[BioC] Limma: correct calculation of B statistics (log odds)

Fri Apr 21 02:02:26 CEST 2006

Dear Ben,

Please see also my longer reply to Jose in a separate email.

The t-statistics, p-values and gene rankings provided by limma do not 
depend on the assumed proportion. In fact part of the motivation for 
developing the moderated t-statistics was to obtain a statistic with 
the same power as the posterior odds without needing this 
difficult-to-estimate quantity.

While the B-statistic does depend on the prior assumed proportion, 
this is dependence is very straightforward, well understand and 
explicit. The prior log-odds simply adds a constant to all the 
genewise B-statistics. It doesn't change the ordering.

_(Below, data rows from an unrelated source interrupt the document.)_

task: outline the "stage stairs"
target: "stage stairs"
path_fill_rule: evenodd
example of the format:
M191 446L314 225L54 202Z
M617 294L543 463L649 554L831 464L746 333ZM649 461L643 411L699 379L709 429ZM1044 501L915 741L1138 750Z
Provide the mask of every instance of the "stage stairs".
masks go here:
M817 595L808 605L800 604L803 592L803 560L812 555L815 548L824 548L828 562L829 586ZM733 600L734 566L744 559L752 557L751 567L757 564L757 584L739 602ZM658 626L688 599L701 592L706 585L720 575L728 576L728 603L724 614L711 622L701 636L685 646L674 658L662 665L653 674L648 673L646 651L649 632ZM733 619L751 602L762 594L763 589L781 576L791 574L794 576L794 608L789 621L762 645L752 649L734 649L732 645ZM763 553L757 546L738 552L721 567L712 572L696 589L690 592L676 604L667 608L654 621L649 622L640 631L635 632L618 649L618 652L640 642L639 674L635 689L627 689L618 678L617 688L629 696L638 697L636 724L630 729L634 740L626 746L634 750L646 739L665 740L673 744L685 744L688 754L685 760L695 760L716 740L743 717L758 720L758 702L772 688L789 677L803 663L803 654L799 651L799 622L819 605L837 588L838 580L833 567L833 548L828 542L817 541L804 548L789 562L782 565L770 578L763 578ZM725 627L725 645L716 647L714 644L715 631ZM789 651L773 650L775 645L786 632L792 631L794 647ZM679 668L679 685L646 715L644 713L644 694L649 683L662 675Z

I agree with your desire to avoid dependence on unjustified 
assumptions. My approach in limma has been to minimise assumptions 
where possible but otherwise to make the assumptions very explicit.

What I personally feel uneasy about are statistical methods which 
propose to estimate quantities about which the data contains very 
little information. The dependence on assumptions may be hard to see. 
It seems to me that the proportion of DE genes is just such a 
quantity, because its estimation must be highly sensitive to model 
assumptions in small microarray experiments. I could easily provide 
an automatic estimate of this quantity as part of the eBayes() 
computations in limma, but I deliberately chose not to do this.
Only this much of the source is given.